On Doubao, users will still be able to view the settings of agents they created and their chat history during a transition period, but after October 15 the data will no longer be accessible and cannot be recovered. Qwen works on a similar basis, except the process is split into two stages five days apart.
The bigger picture
This is the latest step in an oversight architecture for generative AI that Beijing has been building for months, alongside earlier requirements to label synthetic content and register models before public release. China is regulating the AI sector faster and more directly than the European Union or the United States, where debate over AI companions and their impact on mental health is only now picking up pace following a string of high-profile lawsuits.
China's market for persona chatbots has exploded over the past two years, driven by apps that let users create custom characters for hours-long, emotionally engaged conversations. It's this category, not general-purpose office chatbots or coding assistants, that the new rules target.
For Doubao, one of China's most popular chatbots, and Qwen, Alibaba's flagship consumer product developed alongside the open-source model family of the same name, losing agent features means losing a slice of user engagement right before the summer holiday period, when traffic to entertainment apps typically rises.

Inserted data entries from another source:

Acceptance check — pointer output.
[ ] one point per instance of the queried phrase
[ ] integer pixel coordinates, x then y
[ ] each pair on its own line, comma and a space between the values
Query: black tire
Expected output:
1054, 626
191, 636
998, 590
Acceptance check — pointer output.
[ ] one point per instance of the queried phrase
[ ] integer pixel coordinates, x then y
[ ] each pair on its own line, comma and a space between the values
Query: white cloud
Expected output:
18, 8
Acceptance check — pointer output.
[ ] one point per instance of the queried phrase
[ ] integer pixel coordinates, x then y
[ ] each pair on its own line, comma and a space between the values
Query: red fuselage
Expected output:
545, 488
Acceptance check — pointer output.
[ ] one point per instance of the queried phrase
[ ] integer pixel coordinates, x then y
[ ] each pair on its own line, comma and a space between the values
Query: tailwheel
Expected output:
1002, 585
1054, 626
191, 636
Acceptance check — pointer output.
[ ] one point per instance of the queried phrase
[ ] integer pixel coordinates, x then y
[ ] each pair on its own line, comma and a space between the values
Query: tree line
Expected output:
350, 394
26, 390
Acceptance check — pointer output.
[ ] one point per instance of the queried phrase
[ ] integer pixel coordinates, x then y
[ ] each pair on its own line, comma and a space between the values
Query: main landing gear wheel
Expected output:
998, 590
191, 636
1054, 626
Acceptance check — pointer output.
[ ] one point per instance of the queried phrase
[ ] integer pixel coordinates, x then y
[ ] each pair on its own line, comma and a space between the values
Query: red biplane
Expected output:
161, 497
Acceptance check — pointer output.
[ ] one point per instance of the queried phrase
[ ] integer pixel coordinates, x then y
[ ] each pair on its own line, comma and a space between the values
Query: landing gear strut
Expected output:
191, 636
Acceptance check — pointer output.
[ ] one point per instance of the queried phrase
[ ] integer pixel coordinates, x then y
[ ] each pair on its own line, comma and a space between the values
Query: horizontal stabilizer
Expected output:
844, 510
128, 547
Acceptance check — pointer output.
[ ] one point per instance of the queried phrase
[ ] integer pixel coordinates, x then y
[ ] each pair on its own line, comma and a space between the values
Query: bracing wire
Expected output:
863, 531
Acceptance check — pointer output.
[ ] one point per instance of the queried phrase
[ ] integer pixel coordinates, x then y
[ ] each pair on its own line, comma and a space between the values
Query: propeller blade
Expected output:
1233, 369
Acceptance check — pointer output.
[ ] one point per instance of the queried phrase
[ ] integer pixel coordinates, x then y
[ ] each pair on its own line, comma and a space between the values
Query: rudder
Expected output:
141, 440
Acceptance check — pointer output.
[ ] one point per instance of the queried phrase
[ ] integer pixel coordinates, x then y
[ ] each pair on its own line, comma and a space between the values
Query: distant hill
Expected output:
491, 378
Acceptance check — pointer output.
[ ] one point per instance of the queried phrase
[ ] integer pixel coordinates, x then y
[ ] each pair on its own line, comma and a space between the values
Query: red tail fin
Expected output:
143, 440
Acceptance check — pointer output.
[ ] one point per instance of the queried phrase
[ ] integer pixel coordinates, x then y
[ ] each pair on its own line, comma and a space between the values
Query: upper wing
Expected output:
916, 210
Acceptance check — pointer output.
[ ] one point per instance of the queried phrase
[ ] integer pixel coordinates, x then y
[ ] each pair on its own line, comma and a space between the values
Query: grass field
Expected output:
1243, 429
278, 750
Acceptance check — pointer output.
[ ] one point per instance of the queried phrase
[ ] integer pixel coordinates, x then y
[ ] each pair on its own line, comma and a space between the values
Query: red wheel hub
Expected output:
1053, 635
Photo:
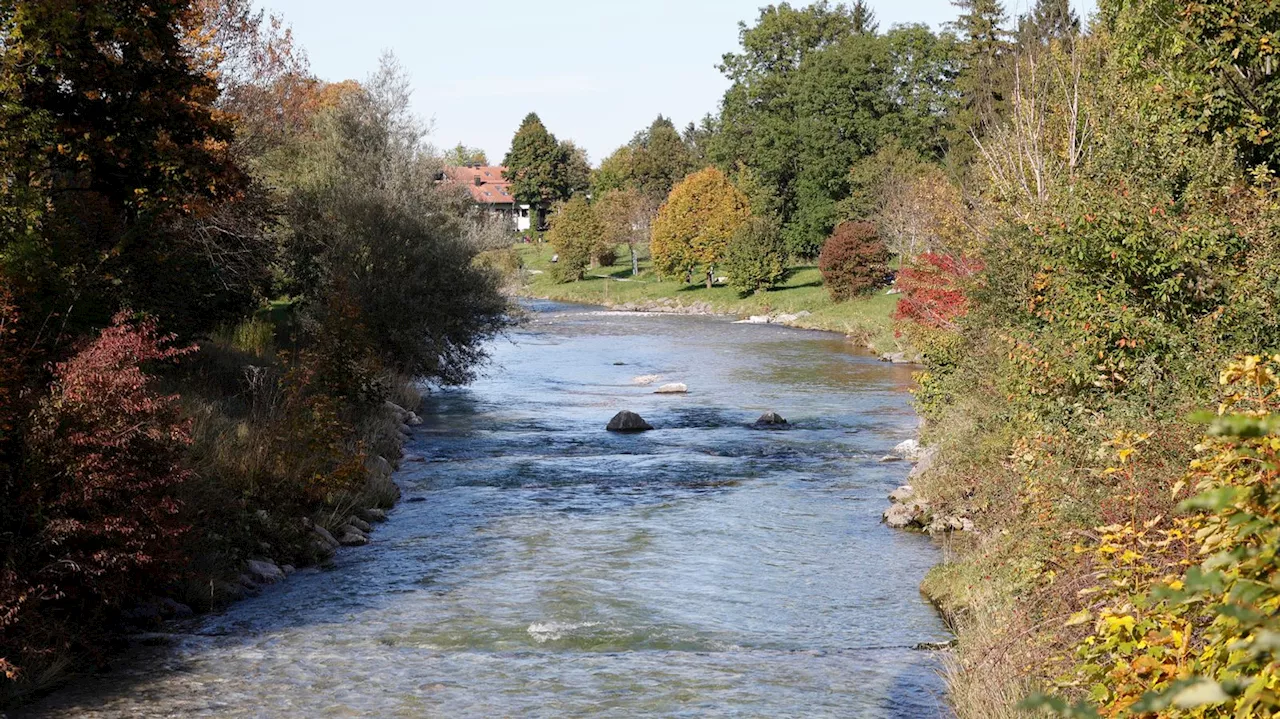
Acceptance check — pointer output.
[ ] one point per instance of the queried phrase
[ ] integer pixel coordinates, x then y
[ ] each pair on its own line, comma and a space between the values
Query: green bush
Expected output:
757, 255
853, 261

Neither company has said whether or when agent features might return in a revised, compliant form. Market observers expect other Chinese platforms with similar AI companion features to follow Doubao and Qwen's lead before July 15, in order to avoid penalties for non-compliance with the new rules.
For European observers of the AI market, this is a signal that regulation of persona chatbots and AI companions could quickly become its own legal category, separate from general rules on high-risk AI systems. The EU's AI Act does not currently carve out an explicit category for anthropomorphic interaction, but a growing number of reports about user addiction to AI companions could accelerate similar discussions in Brussels.